We launch
EVA
, a vision-centric foundation model to
E
xplore the limits of
V
isual representation at sc
A
le using only publicly accessible data and academic resources.
EVA
is a vanilla ViT pre-trained to reconstruct the masked out image-text aligned vision features (
i.e.
, CLIP features) conditioned on visible image patches. Via this pretext task, we can efficiently scale up EVA to one billion parameters, and sets new records on a broad range of representative vision downstream tasks.
EVA is the first open-sourced billion-scale vision foundation model that achieves state-of-the-art performance on a broad range of downstream tasks.
We provide
all pre-trained & fine-tuned
EVAs for the community.
The following table summarizes the basic statistics of MIM pre-trained EVA and image classification EVA.
eva_psz14to16
model interpolates the kernel size of
patch_embed
from
14x14
to
16x16
. This is useful for object detection, instance segmentation & semantic segmentation,
etc
. See
interpolate_patch_14to16.py
for implementation details.
For MIM pre-trained EVA and EVA-CLIP, we use
deepspeed
fp16
format. IN-1K fine-tuned EVA weights are larger (
4GB
v.s.
2GB
) because ema updates models with
fp32
format. The weights of other downstream tasks are also with
fp32
format.
The ImageNet-1K zero-shot classification performance is higher than our paper (
78.5
v.s.
78.2
) because of longer training.
We choose to train a 1.3B CLIP model, not because it is easy, but because it is hard. Please refer to
this note
for a glance of the challenges in training very large CLIP.
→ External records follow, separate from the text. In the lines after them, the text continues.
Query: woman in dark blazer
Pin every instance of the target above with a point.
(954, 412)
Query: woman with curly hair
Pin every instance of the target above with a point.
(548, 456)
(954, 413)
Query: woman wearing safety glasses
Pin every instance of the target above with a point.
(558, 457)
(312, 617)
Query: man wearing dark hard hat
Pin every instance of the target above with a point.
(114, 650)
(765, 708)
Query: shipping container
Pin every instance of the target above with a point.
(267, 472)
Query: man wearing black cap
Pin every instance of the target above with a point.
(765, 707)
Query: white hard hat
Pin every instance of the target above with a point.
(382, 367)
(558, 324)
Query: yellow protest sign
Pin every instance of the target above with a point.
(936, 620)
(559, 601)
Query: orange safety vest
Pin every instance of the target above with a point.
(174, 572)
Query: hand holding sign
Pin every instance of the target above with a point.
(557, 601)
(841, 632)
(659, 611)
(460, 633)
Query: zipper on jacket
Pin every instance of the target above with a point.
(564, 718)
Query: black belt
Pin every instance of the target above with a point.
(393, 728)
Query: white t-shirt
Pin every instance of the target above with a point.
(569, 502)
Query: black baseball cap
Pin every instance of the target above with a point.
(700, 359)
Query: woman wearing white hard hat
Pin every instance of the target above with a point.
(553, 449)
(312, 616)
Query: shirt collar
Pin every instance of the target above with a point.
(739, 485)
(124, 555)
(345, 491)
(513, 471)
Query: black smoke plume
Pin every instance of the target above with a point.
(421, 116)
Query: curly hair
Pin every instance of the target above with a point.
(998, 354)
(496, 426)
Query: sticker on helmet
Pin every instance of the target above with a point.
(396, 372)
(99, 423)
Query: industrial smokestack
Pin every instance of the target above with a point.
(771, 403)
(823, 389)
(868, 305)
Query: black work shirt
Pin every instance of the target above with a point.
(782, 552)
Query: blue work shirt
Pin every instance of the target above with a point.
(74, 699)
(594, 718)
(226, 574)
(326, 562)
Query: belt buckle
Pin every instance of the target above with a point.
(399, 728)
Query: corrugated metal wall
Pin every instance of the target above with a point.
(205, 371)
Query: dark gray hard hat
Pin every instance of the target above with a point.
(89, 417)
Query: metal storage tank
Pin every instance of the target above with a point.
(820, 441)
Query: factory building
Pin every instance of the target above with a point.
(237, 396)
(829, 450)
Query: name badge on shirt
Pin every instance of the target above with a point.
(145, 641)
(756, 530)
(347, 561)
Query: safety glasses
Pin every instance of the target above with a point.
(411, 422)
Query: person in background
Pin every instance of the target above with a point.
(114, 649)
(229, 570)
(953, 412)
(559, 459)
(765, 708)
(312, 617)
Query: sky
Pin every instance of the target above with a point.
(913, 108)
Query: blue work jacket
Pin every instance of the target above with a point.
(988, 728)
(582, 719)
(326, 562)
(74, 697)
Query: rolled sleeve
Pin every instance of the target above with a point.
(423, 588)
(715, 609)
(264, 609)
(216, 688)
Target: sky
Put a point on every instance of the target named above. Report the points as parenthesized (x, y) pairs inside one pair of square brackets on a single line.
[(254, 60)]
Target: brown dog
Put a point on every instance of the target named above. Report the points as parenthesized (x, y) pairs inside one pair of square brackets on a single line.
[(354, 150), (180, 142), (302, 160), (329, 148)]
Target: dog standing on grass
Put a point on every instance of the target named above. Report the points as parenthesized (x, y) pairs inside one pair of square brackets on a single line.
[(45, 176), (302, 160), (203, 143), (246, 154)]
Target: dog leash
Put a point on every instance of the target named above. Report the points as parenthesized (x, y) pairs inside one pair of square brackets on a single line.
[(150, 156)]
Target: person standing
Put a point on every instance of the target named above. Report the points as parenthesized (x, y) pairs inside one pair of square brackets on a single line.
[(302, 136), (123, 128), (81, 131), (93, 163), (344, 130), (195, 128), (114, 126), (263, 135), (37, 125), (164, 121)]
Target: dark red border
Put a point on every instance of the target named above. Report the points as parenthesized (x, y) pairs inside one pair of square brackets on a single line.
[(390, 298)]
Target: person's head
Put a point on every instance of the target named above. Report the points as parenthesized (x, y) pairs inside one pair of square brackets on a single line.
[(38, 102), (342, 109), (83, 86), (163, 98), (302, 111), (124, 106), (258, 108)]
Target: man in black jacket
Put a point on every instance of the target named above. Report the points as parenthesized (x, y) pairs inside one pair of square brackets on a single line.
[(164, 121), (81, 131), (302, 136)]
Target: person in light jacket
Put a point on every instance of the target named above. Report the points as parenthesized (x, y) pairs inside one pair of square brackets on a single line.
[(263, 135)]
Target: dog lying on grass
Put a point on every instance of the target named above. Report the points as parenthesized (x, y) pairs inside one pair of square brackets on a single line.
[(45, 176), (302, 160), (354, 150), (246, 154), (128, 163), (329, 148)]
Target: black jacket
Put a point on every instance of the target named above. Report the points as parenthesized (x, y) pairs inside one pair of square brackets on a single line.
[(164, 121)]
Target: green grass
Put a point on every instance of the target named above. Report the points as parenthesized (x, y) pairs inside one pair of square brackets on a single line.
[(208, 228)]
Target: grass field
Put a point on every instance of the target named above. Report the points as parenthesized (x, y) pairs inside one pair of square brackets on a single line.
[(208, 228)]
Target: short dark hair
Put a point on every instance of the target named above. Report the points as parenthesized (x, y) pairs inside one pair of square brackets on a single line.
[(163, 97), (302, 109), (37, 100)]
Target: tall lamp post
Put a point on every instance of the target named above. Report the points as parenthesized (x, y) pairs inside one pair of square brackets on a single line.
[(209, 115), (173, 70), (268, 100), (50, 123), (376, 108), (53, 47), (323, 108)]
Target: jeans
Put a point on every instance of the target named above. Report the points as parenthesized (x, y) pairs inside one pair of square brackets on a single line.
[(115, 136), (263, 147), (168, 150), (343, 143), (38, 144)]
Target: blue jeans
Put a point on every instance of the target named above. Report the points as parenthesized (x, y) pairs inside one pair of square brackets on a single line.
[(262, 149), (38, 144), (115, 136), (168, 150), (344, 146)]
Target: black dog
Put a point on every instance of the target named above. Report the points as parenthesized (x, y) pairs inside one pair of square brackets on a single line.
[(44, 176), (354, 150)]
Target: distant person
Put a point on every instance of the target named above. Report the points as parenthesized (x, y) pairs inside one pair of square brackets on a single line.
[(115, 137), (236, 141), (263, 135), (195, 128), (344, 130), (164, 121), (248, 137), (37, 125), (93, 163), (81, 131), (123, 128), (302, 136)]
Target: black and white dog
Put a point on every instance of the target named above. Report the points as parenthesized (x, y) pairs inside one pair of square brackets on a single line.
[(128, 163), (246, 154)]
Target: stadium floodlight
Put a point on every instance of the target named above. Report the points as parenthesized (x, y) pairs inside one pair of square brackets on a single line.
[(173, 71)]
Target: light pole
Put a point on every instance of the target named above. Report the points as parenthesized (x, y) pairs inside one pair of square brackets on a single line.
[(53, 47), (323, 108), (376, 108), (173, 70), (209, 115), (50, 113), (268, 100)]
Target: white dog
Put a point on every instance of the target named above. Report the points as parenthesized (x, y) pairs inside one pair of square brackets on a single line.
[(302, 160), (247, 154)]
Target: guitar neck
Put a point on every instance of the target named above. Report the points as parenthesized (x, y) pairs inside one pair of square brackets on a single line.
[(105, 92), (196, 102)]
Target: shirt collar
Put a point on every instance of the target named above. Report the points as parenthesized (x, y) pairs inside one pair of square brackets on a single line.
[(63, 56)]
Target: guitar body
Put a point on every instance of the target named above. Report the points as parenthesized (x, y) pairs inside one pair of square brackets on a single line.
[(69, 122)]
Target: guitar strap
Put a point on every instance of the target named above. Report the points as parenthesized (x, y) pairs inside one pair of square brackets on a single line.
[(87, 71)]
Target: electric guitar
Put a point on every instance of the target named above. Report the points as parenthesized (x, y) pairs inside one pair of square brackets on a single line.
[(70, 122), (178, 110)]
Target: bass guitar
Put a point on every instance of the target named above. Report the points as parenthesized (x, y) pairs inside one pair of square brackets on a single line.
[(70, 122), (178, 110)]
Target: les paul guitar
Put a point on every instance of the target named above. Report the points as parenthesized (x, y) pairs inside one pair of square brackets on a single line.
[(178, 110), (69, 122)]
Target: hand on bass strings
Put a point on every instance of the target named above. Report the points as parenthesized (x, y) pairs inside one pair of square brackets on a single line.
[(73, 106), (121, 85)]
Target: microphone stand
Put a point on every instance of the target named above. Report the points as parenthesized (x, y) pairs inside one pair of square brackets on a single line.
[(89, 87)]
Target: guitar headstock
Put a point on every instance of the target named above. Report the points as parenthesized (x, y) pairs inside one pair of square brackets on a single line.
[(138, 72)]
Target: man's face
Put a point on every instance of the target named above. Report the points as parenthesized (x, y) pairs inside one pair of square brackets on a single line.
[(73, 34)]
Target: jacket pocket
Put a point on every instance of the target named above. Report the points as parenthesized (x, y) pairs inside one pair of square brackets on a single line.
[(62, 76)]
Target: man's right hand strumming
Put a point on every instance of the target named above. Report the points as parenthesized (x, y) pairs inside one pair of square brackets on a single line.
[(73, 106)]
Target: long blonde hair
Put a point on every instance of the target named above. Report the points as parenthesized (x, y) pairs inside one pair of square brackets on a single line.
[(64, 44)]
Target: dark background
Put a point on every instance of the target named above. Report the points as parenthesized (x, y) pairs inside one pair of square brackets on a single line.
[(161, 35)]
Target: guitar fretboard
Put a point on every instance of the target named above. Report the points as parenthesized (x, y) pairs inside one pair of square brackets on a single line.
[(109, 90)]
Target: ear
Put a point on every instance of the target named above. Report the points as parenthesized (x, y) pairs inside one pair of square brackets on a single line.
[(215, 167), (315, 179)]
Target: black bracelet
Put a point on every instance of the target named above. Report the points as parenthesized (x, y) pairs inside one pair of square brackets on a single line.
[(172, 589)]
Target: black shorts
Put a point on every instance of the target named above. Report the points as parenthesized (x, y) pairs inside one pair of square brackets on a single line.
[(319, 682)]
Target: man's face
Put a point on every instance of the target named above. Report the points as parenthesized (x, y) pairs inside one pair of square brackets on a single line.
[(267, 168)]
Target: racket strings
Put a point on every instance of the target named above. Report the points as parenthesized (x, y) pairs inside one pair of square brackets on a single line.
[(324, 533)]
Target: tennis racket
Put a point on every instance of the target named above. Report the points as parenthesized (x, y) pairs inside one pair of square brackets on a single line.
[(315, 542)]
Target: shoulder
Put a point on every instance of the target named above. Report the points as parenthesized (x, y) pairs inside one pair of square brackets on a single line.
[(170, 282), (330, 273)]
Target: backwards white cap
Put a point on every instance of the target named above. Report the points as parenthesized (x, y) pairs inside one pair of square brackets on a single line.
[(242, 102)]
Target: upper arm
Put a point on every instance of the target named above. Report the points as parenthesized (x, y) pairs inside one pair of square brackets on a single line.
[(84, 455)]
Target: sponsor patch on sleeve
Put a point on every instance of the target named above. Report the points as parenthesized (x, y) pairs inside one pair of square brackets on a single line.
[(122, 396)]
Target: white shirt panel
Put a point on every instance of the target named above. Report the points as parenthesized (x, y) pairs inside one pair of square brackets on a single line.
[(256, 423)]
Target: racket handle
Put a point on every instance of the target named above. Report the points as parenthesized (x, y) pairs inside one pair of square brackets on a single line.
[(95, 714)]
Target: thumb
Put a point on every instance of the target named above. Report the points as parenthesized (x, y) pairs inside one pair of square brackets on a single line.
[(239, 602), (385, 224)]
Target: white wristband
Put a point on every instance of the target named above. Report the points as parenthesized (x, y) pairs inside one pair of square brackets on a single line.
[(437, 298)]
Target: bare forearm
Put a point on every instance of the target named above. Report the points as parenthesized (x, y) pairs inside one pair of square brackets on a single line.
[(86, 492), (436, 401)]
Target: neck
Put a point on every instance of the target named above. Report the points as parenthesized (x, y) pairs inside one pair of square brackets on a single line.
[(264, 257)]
To our knowledge, EVA-CLIP is
the largest performant open-sourced CLIP model
evaluated via zero-shot classification performance.
We will updates the results in our paper soon.
For more details of EVA-CLIP, please refer to Section 2.3.5 of
our paper
.
We hope open-sourcing EVA-CLIP can facilitate future research in multi-modal learning, representation leaning, AIGC,
etc
.
Citation
If you find our work helpful, please star this repo and cite the related articles. Thanks for your support!
@article{EVA,
title={EVA: Exploring the Limits of Masked Visual Representation Learning at Scale},
author={Fang, Yuxin and Wang, Wen and Xie, Binhui and Sun, Quan and Wu, Ledell and Wang, Xinggang and Huang, Tiejun and Wang, Xinlong and Cao, Yue},
journal={arXiv preprint arXiv:2211.07636},
year={2022}
}
License
The content of this project itself is licensed under the MIT License.
Contact
For help or issues using EVA, please open a GitHub
issue
.
We are hiring
at all levels at BAAI Vision Team, including full-time researchers, engineers and interns.
If you are interested in working with us on
foundation model, self-supervised learning and multimodal learning
, please contact
Yue Cao
(
[email protected]
) and
Xinlong Wang
(
[email protected]
).
EVA huggingface.co is an AI model on huggingface.co that provides EVA's model effect (), which can be used instantly with this BAAI EVA model. huggingface.co supports a free trial of the EVA model, and also provides paid use of the EVA. Support call EVA model through api, including Node.js, Python, http.
EVA huggingface.co is an online trial and call api platform, which integrates EVA's modeling effects, including api services, and provides a free online trial of EVA, you can try EVA online for free by clicking the link below.
EVA is an open source model from GitHub that offers a free installation service, and any user can find EVA on GitHub to install. At the same time, huggingface.co provides the effect of EVA install, users can directly use EVA installed effect in huggingface.co for debugging and trial. It also supports api for free installation.